High temperature decreases the PIC / POC ratio and increases phosphorus requirements in Coccolithus pelagicus (Haptophyta)
- 1CEES, Dept. of Biosciences, University of Oslo, P.O. Box 1066 Blindern, 0316 Oslo, Norway
- 2Dept. of Earth Sciences, Palaeobiology, Villavägen 16, 75236 Uppsala, Sweden
- 3Marine Biology, Dept. of Biosciences, University of Oslo, P.O. Box 1066 Blindern, 0316 Oslo, Norway
- 4UPMC, CNRS, Biological Station Roscoff, Place Georges Teissier, 29680 Roscoff, France
Abstract. Rising ocean temperatures will likely increase stratification of the water column and reduce nutrient input into the photic zone. This will increase the likelihood of nutrient limitation in marine microalgae, leading to changes in the abundance and composition of phytoplankton communities, which in turn will affect global biogeochemical cycles. Calcifying algae, such as coccolithophores, influence the carbon cycle by fixing CO2 into particulate organic carbon through photosynthesis (POC production) and into particulate inorganic carbon through calcification (PIC production). As calcification produces a net release of CO2, the ratio of PIC to POC production determines whether coccolithophores act as a source (high PIC / POC) or a sink (low PIC / POC) of atmospheric CO2. We studied the effect of phosphorus (P-) limitation and high temperature on the physiology and the PIC / POC ratio of two subspecies of Coccolithus pelagicus.

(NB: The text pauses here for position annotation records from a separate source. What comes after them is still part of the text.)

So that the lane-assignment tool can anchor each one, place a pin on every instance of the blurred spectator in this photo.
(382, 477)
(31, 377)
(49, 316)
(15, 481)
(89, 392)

This large and heavily calcified species is a major contributor to calcite export from the photic zone into deep-sea reservoirs. Phosphorus limitation did not influence exponential growth rates in either subspecies, but P-limited cells had significantly lower cellular P-content. One of the subspecies was subjected to a 5 °C temperature increase from 10 °C to 15 °C, which did not affect exponential growth rates either, but nearly doubled cellular P-content under both high and low phosphate availability. This temperature increase reduced the PIC / POC ratio by 40–60%, whereas the PIC / POC ratio did not differ between P-limited and nutrient-replete cultures when the subspecies were grown near their respective isolation temperature. Both P-limitation and elevated temperature significantly increased coccolith malformations. Our results suggest that a temperature increase may intensify P-limitation due to a higher P-requirement to maintain growth and POC production rates, possibly reducing abundances in a warmer ocean. Under such a scenario C. pelagicus may decrease its calcification rate relative to photosynthesis, thus favouring CO2 sequestration over release. It seems unlikely that P-limitation by itself causes changes in the PIC / POC ratio in this species.